Morte apparente: c’è una spiegazione razionale

13 Agosto 2013, di Redazione Wall Street Italia

NEW YORK (WSI) – Alcune persone credono di aver visto l’aldilà, altre sostengono di aver galleggiato sopra il proprio corpo mentre i medici cercavano di salvargli la vita, ma in realtà le esperienze di morte apparente potrebbero avere una spiegazione molto più semplice.

Una scarica di attività elettrica nel cervello morente che provocherebbe allucinazioni, questo sarebbe quello che accade nella realtà e quanto riportato da alcuni scienziati.

Il Daily Mail racconta come diversi esperimenti effettuati sui ratti, il cui cuore si era fermato, hanno svelato che i risultati erano simili a quando gli animali erano pienamente coscienti.

L’unica differenza era che i segnali all’interno del proprio cervello erano fino a otto volte più forti.

I ricercatori hanno dichiarato che il fatto che il cervello risulti più attivo il secondo dopo che il cuore si ferma, fa pensare che questo fenomeno sia qualcosa di fisico e non di spirituale.

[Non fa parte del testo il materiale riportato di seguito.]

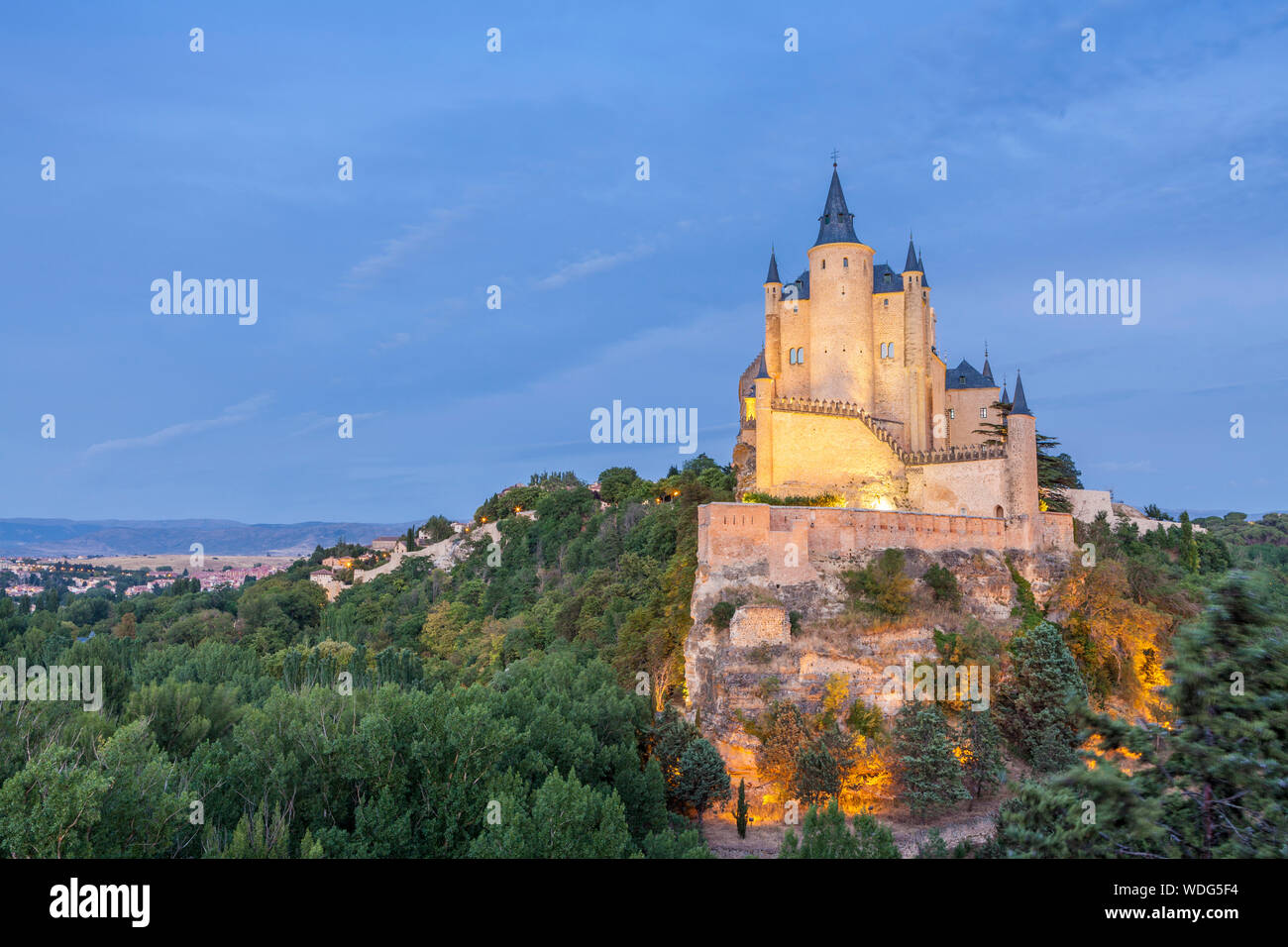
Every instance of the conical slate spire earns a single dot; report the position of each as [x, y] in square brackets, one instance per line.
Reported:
[773, 268]
[1021, 405]
[912, 264]
[836, 226]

Ad un passo dalla morte il cervello sarebbe spinto ad un alto livello di eccitazione, innescando visioni e sensazioni associate ad esperienze di pre morte.
Un quinto delle persone che sopravvivono ad arresti cardiaci ha infatti segnalato di aver avuto un’esperienza con l’altro mondo, pur essendo ‘clinicamente’ morta.

Anche se molte persone sono cambiate profondamente una volta vissuta questo tipo di esperienza, arrivando a cambiare stile di vita se non religione, gli scienziati ritengono che si tratti solamente di allucinazioni indotte dal fatto che il cervello si stia, in quel momento, chiudendo.